営業車に乗っている時間は基本的に楽しくないが、唯一有意義だと感じているのが、ラジオ放送「テレフォン人生相談」の時間。この番組に週2回、加藤諦三先生という素晴らしいパーソナリティが出演する。人のありとあらゆる悩みの原因を探り当てて、解決への道を示してくれる先生だ。

この番組は興味深く、聞いていると「世の中いろんな人がいる。・・・本当にいろんな人がいる」と感じさせる。

昨日の放送にも加藤諦三先生が出演されていて、その時の相談者は「親からもらった200万を旦那が使ったことが物凄く不満。さらに30年も一緒に住んで子供もいるのの入籍してくれない」と悩む70歳の女性だった。


加藤先生は言った。

「あなた、物凄い不満があるようだけれども、そんなに不満ならなぜ旦那さんとずっと別れなかったの?」

相談者は同じように「旦那がああだこうだ」と不満を言ったが、加藤先生は続けてこうに言った。

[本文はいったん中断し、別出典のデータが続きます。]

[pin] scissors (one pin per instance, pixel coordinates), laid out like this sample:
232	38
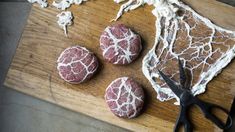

「あなたは飛び出そうと思えば飛び出せたんですよ。でもしなかった。つまり、一人になる事が怖かったんですよ。だから、不満を感じながら生きることを、自分で選んでいたんですよ。」



相談者は認めた。

自分が不満に感じている生活は、実は自分が選んだ生き方だった。でもそれを認めたくないから、不満を他人のせいにする。不満の本当の原因は夫ではなく、一人になるのが怖くて抜け出せないことだった。自分で不幸になる事に全力でしがみついていた。

辛いことや怖いと思うものから逃げ続けていると、人は自分を偽って生きるか不満を言いながら生きることになる。でもその生き方は、自分で不幸になるほうを選んでいるだけだ。
 
よく不満を言って生きている人は、その事に気付いていない。しかしそれに気づいた時、これから新しい生き方が出来るのではないか。